Money Mules in Sheep’s Clothing - Wall Street Journal
by Gary M. Shiffman, PhD, on Jan 22, 2021 10:27:16 AM
This article was originally published in the Wall Street Journal. To read the article, click here.
Ads that offered the opportunity to “Make $$$ working from home” once were stapled to telephone poles. Today, they’re posted in internet chats, online job boards and social media. They promise big payouts from a few hours of work. The payouts are real, but the work isn’t. The ads seek money launderers, known in the world of cybercrime as “money mules.” The era of the amateur criminal has begun.
Big theft is no longer the sole territory of art forgers, safecrackers or even seasoned hackers. In the 2018 film “Ocean’s 8,” a crew of sophisticated criminals plan an elaborate scheme to steal a $150 million diamond necklace from a fundraising gala at the Metropolitan Museum of Art. In real life, last July the U.S. charged Ramon Abbas, a Nigerian Instagrammer known as “Hushpuppi,” with participating in a plot to steal $124 million.
Mr. Abbas didn’t have an obvious background in computer technology. He’s not alleged to have hacked computers or stolen data or money. He had none of the “skills” we typically associate with criminal masterminds like those in “Ocean’s 8.” His alleged contribution to the criminal team was to serve as the “cash out” leader. According to the Federal Bureau of Investigation, he recruited and maintained a global network of people with bank accounts to launder money at his direction. He is currently awaiting trial in federal court in California.
With rising unemployment during the pandemic, criminal gangs are recruiting vulnerable and desperate workers to open bank accounts, or use their pre-existing accounts, and move cash via electronic transfer. The number of digital money mules is increasing; in early December, Europol and authorities from 26 countries identified more than 4,000 money mules working around the world.
Some participate in these schemes knowingly, but many are unwitting—making it hard to distinguish between victim and criminal. Acting as a money mule is illegal, and perpetrators can be prosecuted even if they aren’t aware they are committing a crime, although typically the FBI only issues warnings to those it concludes are unwitting conspirators.
Many unknowing money mules are tricked into “lending” money through online dating sites. Last year, Oregon resident Rodney Gregory pleaded guilty to opening multiple business bank accounts that received money from people who thought they were sending it to an online romantic interest. In other cases, fake companies recruit “finance officers” or “money processing agents,” who often believe they are representing legitimate companies. In one case tracked by the FBI, a retired advertising professional found a work-at-home assignment to create a business facilitating imports and exports. He opened a bank account for the business, where he received a series of deposits and then transferred the money to other accounts. He did not realize he was actually fronting a criminal enterprise until the FBI contacted him.

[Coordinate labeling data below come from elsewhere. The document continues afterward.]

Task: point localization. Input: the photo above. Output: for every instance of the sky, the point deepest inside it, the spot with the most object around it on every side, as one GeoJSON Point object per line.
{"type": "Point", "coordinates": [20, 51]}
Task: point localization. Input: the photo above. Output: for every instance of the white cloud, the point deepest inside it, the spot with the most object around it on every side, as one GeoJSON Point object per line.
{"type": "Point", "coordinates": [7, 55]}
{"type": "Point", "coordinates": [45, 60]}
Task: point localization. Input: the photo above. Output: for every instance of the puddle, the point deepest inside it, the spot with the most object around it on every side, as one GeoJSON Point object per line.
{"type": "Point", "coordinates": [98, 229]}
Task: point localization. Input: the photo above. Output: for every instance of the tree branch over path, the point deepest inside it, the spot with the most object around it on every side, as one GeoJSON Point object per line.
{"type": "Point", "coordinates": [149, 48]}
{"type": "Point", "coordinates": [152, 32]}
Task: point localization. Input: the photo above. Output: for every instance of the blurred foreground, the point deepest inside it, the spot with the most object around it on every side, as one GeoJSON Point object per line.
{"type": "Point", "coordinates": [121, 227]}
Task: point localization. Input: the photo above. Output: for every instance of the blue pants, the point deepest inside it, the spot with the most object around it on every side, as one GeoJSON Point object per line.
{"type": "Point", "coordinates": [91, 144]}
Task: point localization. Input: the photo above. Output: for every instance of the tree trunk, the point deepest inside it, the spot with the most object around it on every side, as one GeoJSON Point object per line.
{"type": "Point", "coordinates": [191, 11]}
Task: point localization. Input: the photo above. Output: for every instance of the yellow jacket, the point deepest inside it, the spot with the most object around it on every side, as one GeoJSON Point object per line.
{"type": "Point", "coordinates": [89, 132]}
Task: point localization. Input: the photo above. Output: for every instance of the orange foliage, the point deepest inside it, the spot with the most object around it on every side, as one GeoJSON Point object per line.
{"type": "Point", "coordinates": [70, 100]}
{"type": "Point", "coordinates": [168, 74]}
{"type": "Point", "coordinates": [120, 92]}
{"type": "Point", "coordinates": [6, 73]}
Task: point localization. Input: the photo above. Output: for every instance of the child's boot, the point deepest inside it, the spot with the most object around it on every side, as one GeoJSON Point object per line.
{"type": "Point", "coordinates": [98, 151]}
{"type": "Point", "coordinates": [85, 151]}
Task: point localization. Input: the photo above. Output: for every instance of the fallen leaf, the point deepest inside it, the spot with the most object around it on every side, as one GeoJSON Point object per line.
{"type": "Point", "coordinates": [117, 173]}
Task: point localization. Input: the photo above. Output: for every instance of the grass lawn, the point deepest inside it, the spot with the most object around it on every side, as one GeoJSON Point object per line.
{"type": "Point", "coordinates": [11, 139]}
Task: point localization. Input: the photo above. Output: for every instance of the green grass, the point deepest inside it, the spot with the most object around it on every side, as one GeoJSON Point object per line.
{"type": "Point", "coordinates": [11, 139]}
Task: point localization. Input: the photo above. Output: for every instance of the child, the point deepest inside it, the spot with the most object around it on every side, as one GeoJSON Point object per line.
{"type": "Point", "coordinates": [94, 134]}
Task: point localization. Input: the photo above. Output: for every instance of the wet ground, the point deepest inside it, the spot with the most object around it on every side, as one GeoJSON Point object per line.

Online human-resources schemes in which criminals pose as potential employers have proliferated during the pandemic. And while elder fraud has typically been linked to money-mule schemes, cybercriminals are increasingly targeting younger mules. “The number of cases of 14 to 18-year-olds who have allowed their bank accounts to be used to divert funds has grown by 73% in two years,” the BBC reported in 2019. Young people are targeted by social media posts featuring hashtags like #PayPalFlip, #EasyMoney, and #legitmoneyflips. In September, the Secret Service seized $140,000 from a 19-year-old for acting as a money mule for a criminal firm.
Money-mule schemes are also becoming less detectable, because of the diversification of labor in how stolen money is moved through payment systems and banks. Data-privacy rules make it difficult to trace money once it has left one bank for another, and no single financial institution can see an entire end-to-end payment as it flows through the banking network.
What can be done? Financial institutions must use artificial-intelligence and machine-learning technology to analyze publicly available information that their typical screening tools don’t search. This will enable better identity verification and should help banks spot account holders with histories of fraudulent activities.
Technology will also identify unwitting money mules. Many people realize they are doing something wrong but don’t understand the extent of it. As they grow suspicious or uncomfortable, they often don’t turn to the police but report their suspicions on social media. When my company was doing work to identify sex-trafficking victims, we used natural-language processing to search “johns’ boards” for messages from customers who suspected their “date” was coerced or otherwise trafficked. Similarly, money mules might post in online forums something about a job that makes them feel “uncomfortable.”
Artificial-intelligence and machine-learning technology can lead investigators to the masterminds behind money-mule schemes while preserving privacy. Such collaboration among banks has only recently become possible thanks to technology allowing institutions to share algorithms but keep data private. As algorithms learn from these collaborations, risk and compliance professionals can more efficiently track and deter the masterminds, and deny the facilitators access to legions of unsuspecting digital money mules.